“They’d better not let you drive a car if they care anything about it,” I said, coldly.
“That’s it! Go to it! Give me the Devil, of course. Why should you care that I have a broken arm, or almost?”
“Well,” I said, in a cutting manner, “broken bones mend themselves and do not have to be taken to a Garage, where they charge by the hour and loaf most of the time. May I ask, if not to much trouble to inform me, whom you took out in my car last night? Because I’d like to send her your pin. I’d go on wearing it, but it’s to expencive.”
“Oh, very well,” he said. He then brought out my key ring, although unable to take the keys off because of having but one hand. “If you’re as touchy as all that, and don’t care for the real story, I’m through. That’s all.”

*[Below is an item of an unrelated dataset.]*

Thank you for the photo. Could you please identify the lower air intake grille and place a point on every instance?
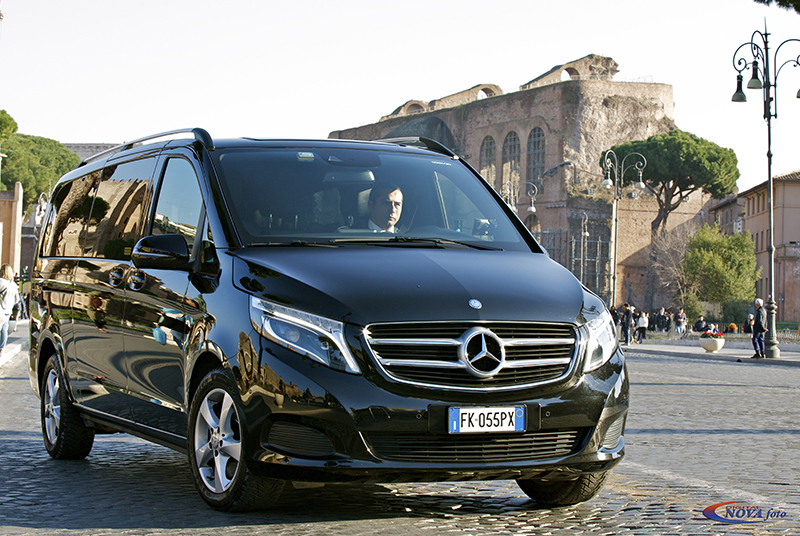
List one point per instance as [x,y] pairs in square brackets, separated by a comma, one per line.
[475,448]
[299,440]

I then began to feel remorceful. I am of a forgiving Nature naturaly and could not forget that but yesterday he had been tender and loving, and had let me drive almost half the time. I therfore said:
“If you can explain I will listen. But be breif. I am in no mood for words.”
Well, the long and short of it was that I was wrong, and should not have jumped to conclusions. Because the Gray’s house had been robbed the night before, taking all the silver and Mr. Gray’s dress suit, as well as shirts and so on, and as their chauffeur had taken one of the maids out incognito and gone over a bank, returning at seven A.M. in a hired hack, there was no way to follow the theif. So Tom had taken my car and would have caught him, having found Mr. Gray’s trowsers on a fense, although torn, but that he ran into a tree because of going very fast and skiding.
He would have gone through the wind-shield, but that it was down.
I was by that time mollafied and sorry I had been so angry, especialy as Tom said:
“Father ofered a hundred dollars reward for his capture, and as you have been adviseing me to save money, I went after the hundred.”